This is an RMarkdown document displaying R code for generating four samples from a hypothetical population distribution. Then, four plots are constructed as histograms with overlayed density curves.
The plots are intended to demonstrate how samples differ within a population. The hypothetical distribution is intended to represent self-report anxiety scores towards statistics coursework. This reflect a self-report survey item asked of the class prior to the course.
This was created with the intention of supplementing lecture notes regarding sample vs. population.
The first block of code accomplished the following:
library(ggplot2)
library(dplyr)
library(gridExtra)
anxiety <- c(rep(1,25), rep(2,50), rep(3,70), rep(4,90), rep(5,100), rep(6,100), rep(7,90), rep(8,70), rep(9,50), rep(10,25))
anxiety <- as.data.frame(anxiety)
Four samples of size 50 are randomly sampled from the constructed population distribution and coerced into data frames.
sim1 <- sample(anxiety[,1],50)
sim2 <- sample(anxiety[,1],50)
sim3 <- sample(anxiety[,1],50)
sim4 <- sample(anxiety[,1],50)
sim1 <- as.data.frame(sim1)
sim2 <- as.data.frame(sim2)
sim3 <- as.data.frame(sim3)
sim4 <- as.data.frame(sim4)
A histogram is constructed for all four samples. Each histogram has a smoothed density curve overlayed on top of it with slight shading.
p1 <- ggplot(sim1,aes(x=sim1)) + xlab("Anxiety Level") + ylab("Density") + ggtitle("Sample 1") + theme(plot.title = element_text(hjust=.5)) + scale_x_continuous(breaks=seq(1,10,1),limits=c(0,10.5)) + geom_histogram(aes(y=..density..),fill="red",col="black",binwidth=1) + geom_density(fill="black",alpha=.2)
p2 <- ggplot(sim2,aes(x=sim2)) + xlab("Anxiety Level") + ylab("Density") + ggtitle("Sample 2") + theme(plot.title = element_text(hjust=.5)) + scale_x_continuous(breaks=seq(1,10,1),limits=c(0,10.5)) + geom_histogram(aes(y=..density..),fill="red",col="black",binwidth=1) + geom_density(fill="black",alpha=.2)
p3 <- ggplot(sim3,aes(x=sim3)) + xlab("Anxiety Level") + ylab("Density") + ggtitle("Sample 3") + theme(plot.title = element_text(hjust=.5)) + scale_x_continuous(breaks=seq(1,10,1),limits=c(0,10.5)) + geom_histogram(aes(y=..density..),fill="red",col="black",binwidth=1) + geom_density(fill="black",alpha=.2)

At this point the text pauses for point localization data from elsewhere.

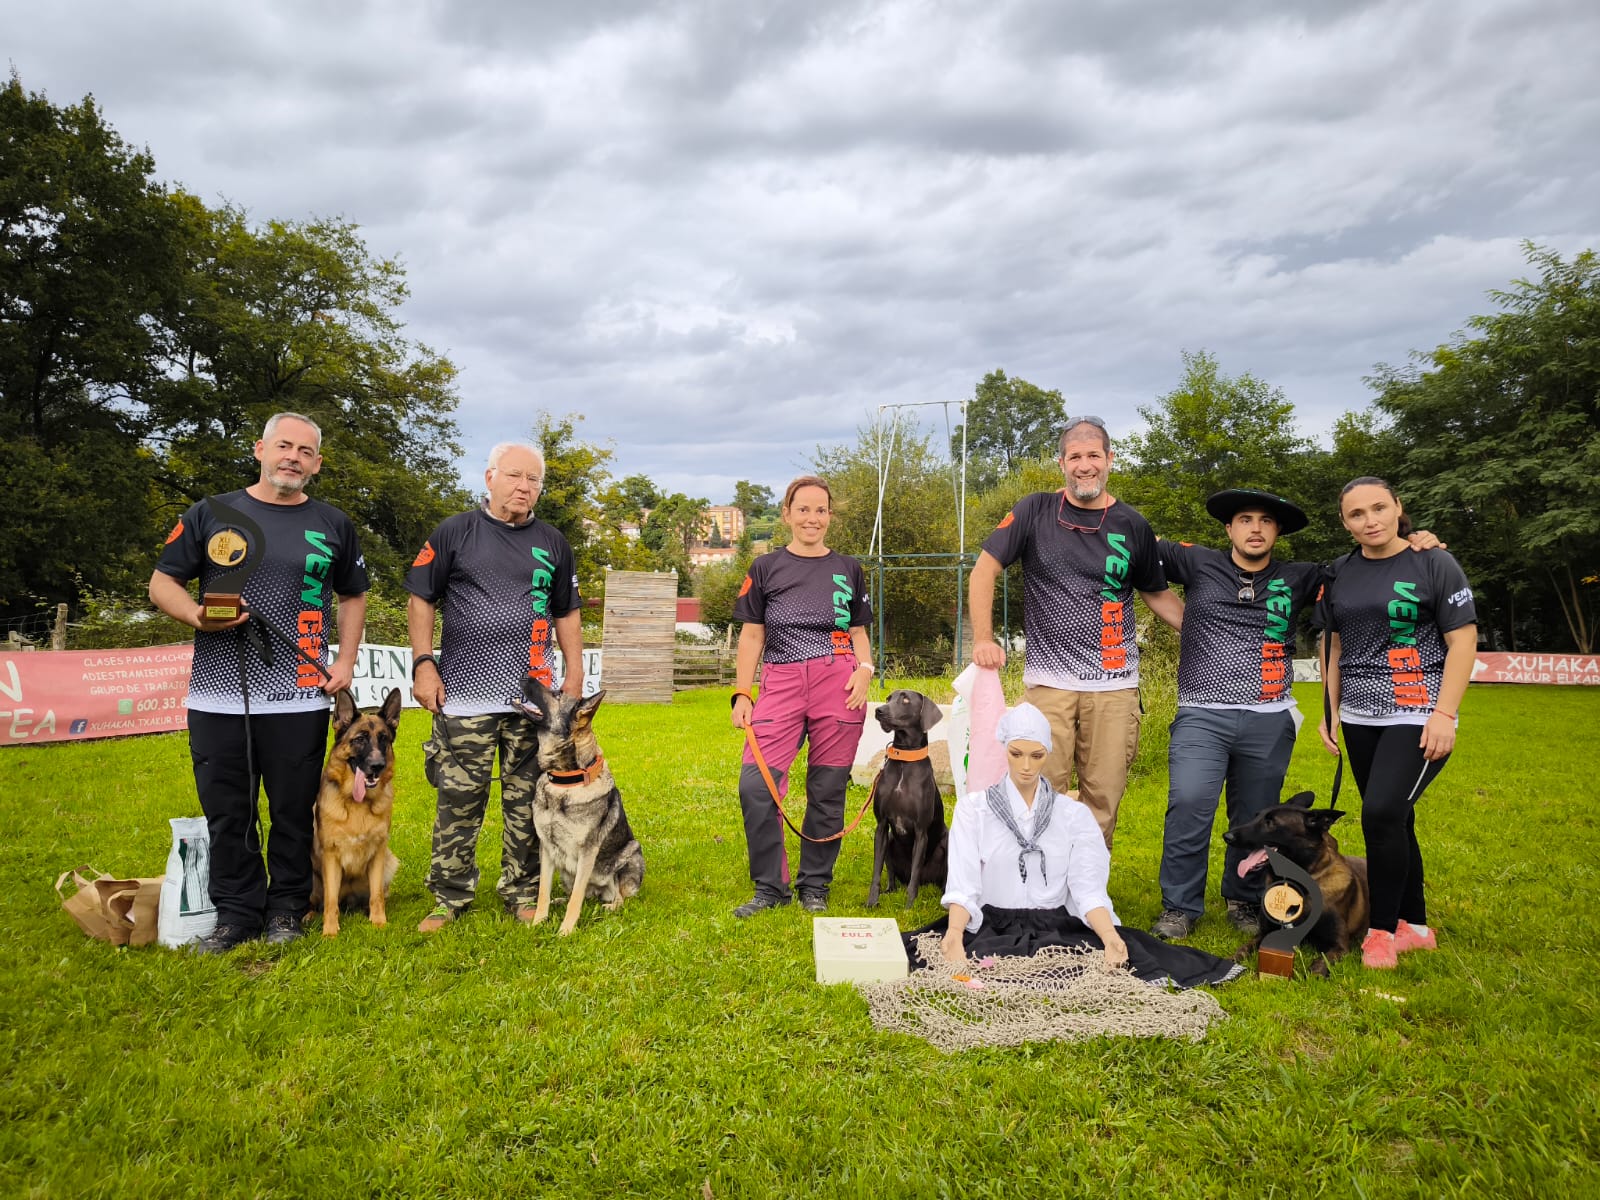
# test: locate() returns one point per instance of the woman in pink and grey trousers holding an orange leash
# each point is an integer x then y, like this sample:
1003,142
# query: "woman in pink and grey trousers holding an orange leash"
806,622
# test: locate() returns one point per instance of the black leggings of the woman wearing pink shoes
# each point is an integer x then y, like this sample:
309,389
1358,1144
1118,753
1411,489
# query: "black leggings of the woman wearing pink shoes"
1391,774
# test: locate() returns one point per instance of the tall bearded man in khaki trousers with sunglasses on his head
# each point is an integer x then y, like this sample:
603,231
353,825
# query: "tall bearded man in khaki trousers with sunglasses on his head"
1084,556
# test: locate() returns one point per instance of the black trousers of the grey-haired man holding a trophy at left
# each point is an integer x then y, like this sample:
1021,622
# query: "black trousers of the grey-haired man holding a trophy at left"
290,750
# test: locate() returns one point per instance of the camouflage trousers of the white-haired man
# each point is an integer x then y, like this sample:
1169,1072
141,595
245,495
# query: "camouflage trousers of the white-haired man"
460,762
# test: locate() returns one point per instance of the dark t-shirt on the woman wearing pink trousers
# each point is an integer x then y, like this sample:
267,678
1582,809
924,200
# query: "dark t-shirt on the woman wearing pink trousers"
806,606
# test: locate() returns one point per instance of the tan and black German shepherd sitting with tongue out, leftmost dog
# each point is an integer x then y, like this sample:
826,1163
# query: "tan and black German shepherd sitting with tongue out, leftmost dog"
350,850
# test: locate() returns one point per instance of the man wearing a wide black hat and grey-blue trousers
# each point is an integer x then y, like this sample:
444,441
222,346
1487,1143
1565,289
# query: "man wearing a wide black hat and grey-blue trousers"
1236,721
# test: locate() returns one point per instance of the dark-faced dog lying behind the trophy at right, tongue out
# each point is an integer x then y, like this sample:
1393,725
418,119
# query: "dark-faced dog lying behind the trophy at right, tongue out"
1300,833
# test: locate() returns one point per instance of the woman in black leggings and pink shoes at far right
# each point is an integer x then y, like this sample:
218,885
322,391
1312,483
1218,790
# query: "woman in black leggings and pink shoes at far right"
1402,636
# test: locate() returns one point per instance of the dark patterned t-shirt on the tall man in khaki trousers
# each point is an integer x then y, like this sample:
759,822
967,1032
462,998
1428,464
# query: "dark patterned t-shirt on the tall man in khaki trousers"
1078,590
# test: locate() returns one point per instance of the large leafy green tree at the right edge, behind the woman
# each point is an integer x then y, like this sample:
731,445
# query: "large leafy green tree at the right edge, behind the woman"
1503,449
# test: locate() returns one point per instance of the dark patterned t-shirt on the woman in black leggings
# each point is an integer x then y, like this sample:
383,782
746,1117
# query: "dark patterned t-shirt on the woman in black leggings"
1391,617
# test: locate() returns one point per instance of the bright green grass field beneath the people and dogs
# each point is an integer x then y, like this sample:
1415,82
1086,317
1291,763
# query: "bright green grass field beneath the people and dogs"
671,1050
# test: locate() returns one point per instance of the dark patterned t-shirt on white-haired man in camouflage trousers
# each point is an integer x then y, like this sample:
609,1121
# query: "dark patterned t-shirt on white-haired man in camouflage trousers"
502,588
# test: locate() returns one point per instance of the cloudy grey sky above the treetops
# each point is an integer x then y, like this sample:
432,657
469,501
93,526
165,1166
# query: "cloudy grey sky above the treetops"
730,231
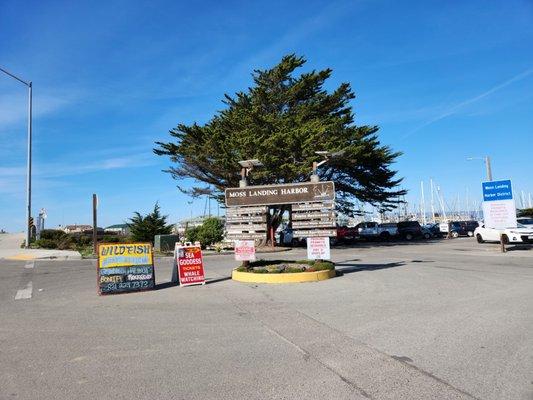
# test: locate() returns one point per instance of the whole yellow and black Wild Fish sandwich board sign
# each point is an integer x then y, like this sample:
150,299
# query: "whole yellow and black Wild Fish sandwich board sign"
125,267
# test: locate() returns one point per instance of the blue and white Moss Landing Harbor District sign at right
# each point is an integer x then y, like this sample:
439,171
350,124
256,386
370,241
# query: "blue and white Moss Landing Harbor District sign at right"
499,208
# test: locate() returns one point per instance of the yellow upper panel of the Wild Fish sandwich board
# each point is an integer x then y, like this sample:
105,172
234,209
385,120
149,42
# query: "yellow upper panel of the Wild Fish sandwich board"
124,254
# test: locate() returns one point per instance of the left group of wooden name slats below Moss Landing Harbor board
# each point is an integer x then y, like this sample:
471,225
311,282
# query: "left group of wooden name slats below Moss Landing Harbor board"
246,223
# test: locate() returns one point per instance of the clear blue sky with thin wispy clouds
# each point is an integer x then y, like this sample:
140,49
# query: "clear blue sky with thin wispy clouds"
443,80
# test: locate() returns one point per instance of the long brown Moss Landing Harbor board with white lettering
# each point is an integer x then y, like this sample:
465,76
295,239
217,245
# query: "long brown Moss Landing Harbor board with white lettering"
280,194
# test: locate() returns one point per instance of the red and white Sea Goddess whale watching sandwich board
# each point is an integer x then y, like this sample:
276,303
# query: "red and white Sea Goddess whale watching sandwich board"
188,265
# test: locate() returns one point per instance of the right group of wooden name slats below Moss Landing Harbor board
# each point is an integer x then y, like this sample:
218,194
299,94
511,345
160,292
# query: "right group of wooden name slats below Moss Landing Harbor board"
315,219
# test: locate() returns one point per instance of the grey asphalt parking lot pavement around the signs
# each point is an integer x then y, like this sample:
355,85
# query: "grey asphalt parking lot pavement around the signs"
428,320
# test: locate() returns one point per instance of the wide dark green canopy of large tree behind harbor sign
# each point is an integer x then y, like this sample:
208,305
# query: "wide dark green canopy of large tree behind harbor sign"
282,120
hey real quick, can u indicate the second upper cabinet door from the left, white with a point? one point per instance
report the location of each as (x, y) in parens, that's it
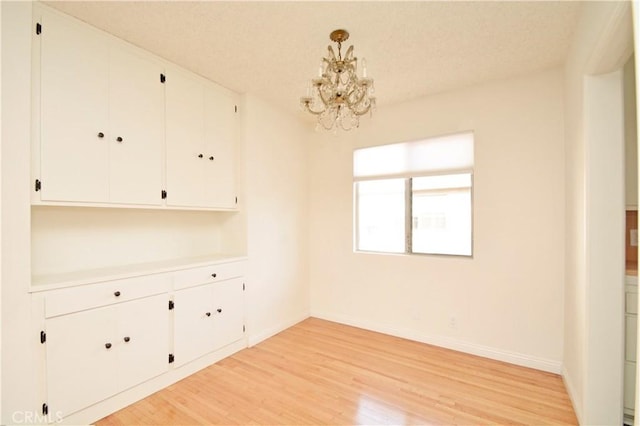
(136, 106)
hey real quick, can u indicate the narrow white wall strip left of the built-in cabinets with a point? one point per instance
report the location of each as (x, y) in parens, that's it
(18, 374)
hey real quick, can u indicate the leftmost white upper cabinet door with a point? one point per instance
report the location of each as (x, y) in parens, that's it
(74, 112)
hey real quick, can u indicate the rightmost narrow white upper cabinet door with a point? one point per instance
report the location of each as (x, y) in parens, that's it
(221, 126)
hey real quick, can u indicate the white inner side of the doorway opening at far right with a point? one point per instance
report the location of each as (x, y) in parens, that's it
(604, 138)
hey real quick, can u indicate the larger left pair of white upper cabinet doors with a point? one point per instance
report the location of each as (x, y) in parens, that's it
(101, 118)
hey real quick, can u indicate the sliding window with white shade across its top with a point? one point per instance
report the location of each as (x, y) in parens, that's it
(415, 197)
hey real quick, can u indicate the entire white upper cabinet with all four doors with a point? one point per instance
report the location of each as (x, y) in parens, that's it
(113, 127)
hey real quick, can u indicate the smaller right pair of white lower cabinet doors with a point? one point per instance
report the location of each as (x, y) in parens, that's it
(207, 318)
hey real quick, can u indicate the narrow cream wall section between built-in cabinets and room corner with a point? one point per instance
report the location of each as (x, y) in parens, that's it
(276, 196)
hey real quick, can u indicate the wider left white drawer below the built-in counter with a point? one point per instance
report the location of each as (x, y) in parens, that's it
(106, 293)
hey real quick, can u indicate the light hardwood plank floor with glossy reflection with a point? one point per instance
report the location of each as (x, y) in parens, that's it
(320, 372)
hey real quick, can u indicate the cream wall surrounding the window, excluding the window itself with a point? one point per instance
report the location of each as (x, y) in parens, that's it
(508, 298)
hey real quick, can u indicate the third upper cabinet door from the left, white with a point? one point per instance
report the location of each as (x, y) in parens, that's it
(184, 140)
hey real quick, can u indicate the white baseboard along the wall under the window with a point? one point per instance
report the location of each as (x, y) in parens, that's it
(524, 360)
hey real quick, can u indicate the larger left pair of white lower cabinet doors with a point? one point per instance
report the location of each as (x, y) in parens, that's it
(93, 354)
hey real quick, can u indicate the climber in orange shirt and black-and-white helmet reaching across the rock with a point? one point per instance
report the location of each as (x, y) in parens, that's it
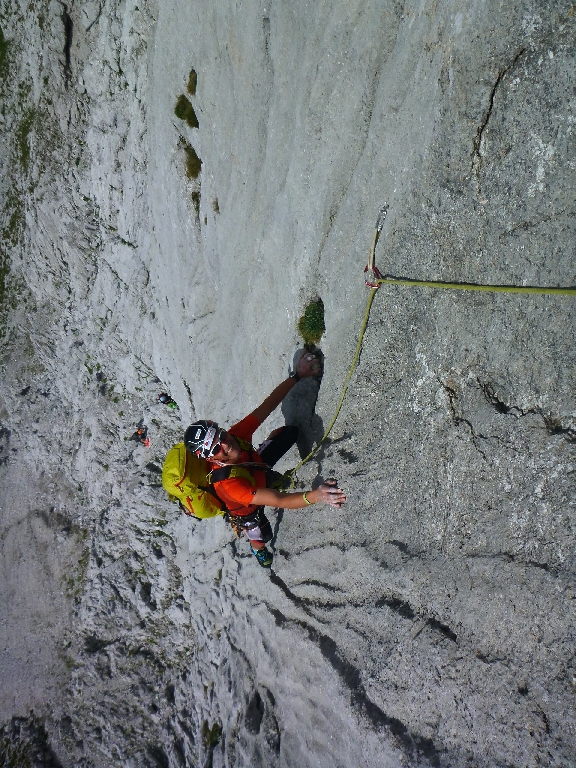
(242, 476)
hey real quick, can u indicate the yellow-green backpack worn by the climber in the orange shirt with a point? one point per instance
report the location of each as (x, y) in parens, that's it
(184, 479)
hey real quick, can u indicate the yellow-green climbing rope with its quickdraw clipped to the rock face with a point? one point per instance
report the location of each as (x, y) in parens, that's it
(374, 279)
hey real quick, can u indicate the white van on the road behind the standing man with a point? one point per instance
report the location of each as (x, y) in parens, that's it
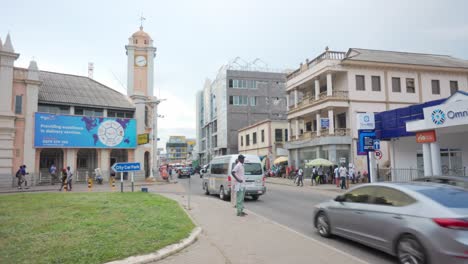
(217, 178)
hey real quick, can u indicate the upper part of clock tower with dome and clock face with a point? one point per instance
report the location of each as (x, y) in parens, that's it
(140, 68)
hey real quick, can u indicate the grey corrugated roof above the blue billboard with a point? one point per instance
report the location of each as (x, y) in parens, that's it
(59, 88)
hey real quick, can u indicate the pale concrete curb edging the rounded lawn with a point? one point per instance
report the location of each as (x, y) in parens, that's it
(164, 252)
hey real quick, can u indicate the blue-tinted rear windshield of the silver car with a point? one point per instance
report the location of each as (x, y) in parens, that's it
(449, 197)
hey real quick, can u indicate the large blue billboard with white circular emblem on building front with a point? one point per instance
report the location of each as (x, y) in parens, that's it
(84, 131)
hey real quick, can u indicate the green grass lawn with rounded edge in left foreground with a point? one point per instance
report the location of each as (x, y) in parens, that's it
(87, 227)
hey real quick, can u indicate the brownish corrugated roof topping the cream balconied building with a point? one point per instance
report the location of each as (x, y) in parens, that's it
(405, 58)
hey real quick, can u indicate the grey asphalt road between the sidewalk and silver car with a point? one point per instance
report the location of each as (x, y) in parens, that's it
(292, 207)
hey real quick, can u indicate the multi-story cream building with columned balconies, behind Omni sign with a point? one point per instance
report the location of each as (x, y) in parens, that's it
(326, 93)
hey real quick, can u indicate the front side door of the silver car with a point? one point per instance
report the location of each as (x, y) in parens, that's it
(346, 216)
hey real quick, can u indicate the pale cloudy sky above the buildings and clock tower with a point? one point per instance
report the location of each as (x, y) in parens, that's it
(195, 38)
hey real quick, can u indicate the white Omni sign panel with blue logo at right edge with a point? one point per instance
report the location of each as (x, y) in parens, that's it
(447, 115)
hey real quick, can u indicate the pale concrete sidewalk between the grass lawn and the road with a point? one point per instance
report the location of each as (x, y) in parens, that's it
(227, 238)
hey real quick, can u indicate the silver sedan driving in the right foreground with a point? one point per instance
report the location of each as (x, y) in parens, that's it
(417, 222)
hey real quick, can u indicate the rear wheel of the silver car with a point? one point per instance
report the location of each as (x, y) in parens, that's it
(410, 251)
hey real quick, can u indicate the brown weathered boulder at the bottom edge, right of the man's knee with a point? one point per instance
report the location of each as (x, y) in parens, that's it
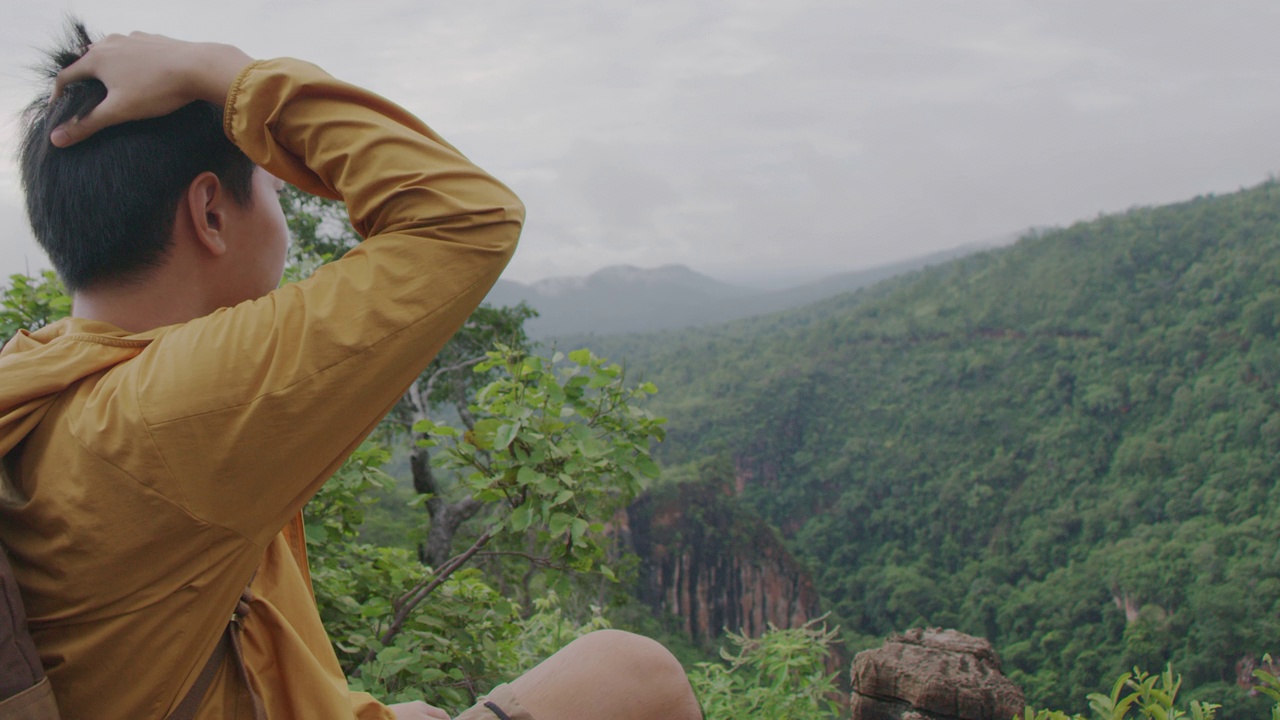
(932, 675)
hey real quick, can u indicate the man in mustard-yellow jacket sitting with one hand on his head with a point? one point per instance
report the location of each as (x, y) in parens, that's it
(157, 443)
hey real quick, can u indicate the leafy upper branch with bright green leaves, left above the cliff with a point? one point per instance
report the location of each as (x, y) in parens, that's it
(556, 445)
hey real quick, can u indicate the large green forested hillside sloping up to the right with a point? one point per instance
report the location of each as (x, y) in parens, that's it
(1069, 446)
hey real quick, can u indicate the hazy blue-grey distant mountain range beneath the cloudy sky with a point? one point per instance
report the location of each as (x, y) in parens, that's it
(625, 299)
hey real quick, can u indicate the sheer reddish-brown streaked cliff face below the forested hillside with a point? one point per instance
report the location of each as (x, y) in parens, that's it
(715, 564)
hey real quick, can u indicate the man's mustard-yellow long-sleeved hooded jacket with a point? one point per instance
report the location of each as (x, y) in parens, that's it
(149, 476)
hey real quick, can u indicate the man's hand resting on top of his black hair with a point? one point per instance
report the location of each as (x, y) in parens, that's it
(147, 76)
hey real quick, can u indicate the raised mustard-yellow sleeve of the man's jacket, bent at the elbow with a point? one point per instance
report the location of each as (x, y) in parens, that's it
(254, 407)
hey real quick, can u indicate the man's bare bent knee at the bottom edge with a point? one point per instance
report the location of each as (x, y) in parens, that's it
(609, 676)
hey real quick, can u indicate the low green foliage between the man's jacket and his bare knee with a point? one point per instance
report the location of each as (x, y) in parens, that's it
(465, 641)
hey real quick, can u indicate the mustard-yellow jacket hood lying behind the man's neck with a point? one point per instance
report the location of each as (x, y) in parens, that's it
(36, 367)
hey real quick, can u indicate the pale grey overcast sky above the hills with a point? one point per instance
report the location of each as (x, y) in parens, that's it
(757, 140)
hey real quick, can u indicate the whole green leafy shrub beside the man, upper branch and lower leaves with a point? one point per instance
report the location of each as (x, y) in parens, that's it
(551, 452)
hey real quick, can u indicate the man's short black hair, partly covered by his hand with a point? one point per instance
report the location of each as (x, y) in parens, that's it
(104, 208)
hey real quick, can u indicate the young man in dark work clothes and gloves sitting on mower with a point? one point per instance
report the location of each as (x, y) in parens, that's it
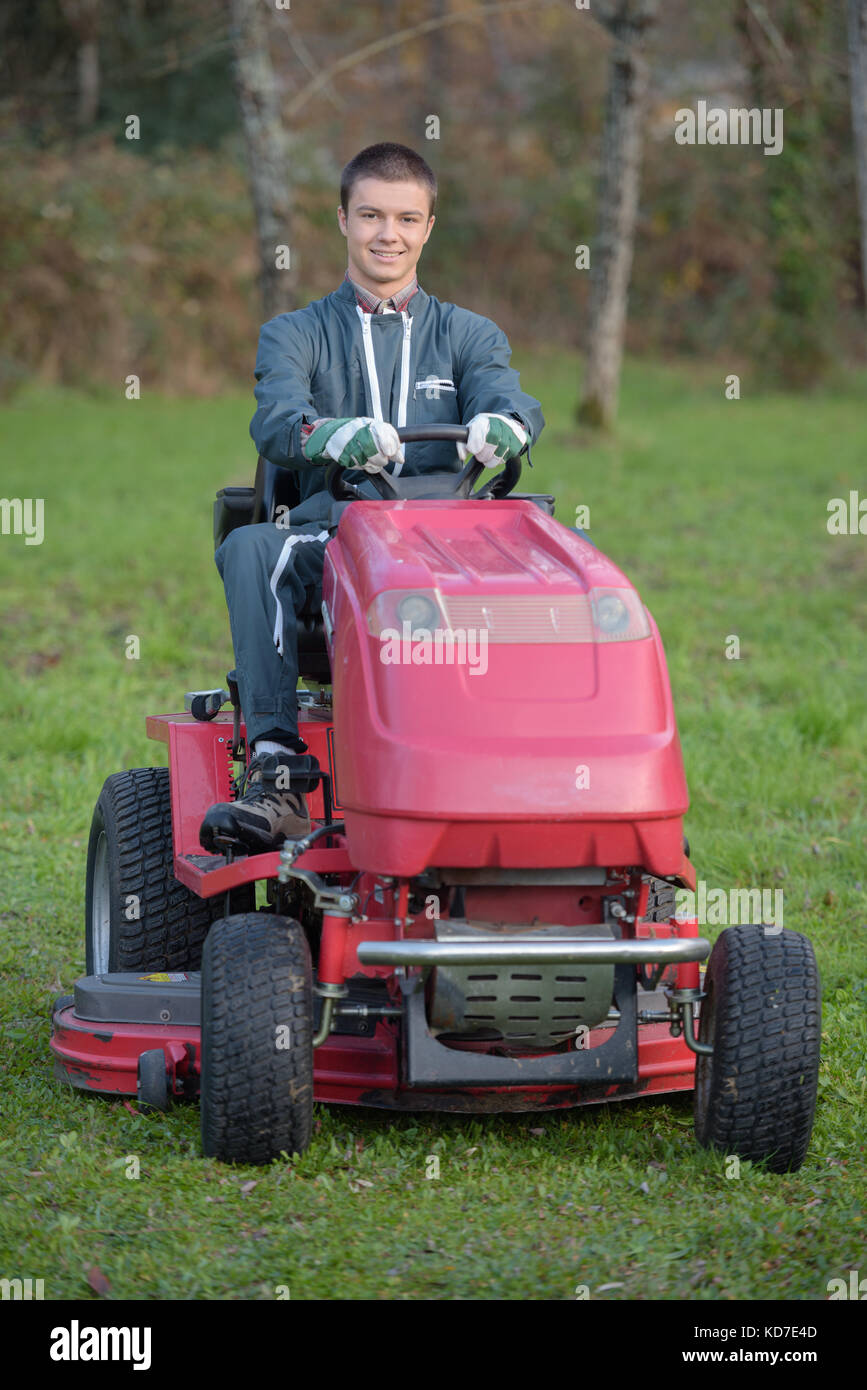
(334, 383)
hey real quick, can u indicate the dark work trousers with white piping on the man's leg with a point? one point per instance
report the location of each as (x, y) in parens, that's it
(270, 573)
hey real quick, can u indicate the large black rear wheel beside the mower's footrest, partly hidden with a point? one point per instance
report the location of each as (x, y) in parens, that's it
(138, 915)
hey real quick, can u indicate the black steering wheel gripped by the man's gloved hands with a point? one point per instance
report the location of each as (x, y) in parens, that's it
(429, 486)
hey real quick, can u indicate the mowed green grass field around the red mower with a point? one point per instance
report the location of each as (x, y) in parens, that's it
(718, 514)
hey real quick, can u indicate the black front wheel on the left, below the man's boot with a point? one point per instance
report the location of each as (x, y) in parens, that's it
(256, 1039)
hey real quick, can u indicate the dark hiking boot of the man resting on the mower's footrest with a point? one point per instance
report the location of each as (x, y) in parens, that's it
(267, 812)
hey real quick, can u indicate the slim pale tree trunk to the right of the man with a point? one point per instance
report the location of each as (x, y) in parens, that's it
(619, 188)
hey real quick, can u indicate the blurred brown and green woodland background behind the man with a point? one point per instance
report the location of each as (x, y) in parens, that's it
(141, 255)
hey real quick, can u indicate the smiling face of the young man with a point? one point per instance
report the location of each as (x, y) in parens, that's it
(386, 229)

p4 <- ggplot(sim4,aes(x=sim4)) + xlab("Anxiety Level") + ylab("Density") + ggtitle("Sample 4") + theme(plot.title = element_text(hjust=.5)) + scale_x_continuous(breaks=seq(1,10,1),limits=c(0,10.5)) + geom_histogram(aes(y=..density..),fill="red",col="black",binwidth=1) + geom_density(fill="black",alpha=.2)
grid.arrange(p1,p2,p3,p4,ncol=2)
## Warning: Removed 1 rows containing missing values (geom_bar).
## Warning: Removed 1 rows containing missing values (geom_bar).
## Warning: Removed 1 rows containing missing values (geom_bar).
## Warning: Removed 1 rows containing missing values (geom_bar).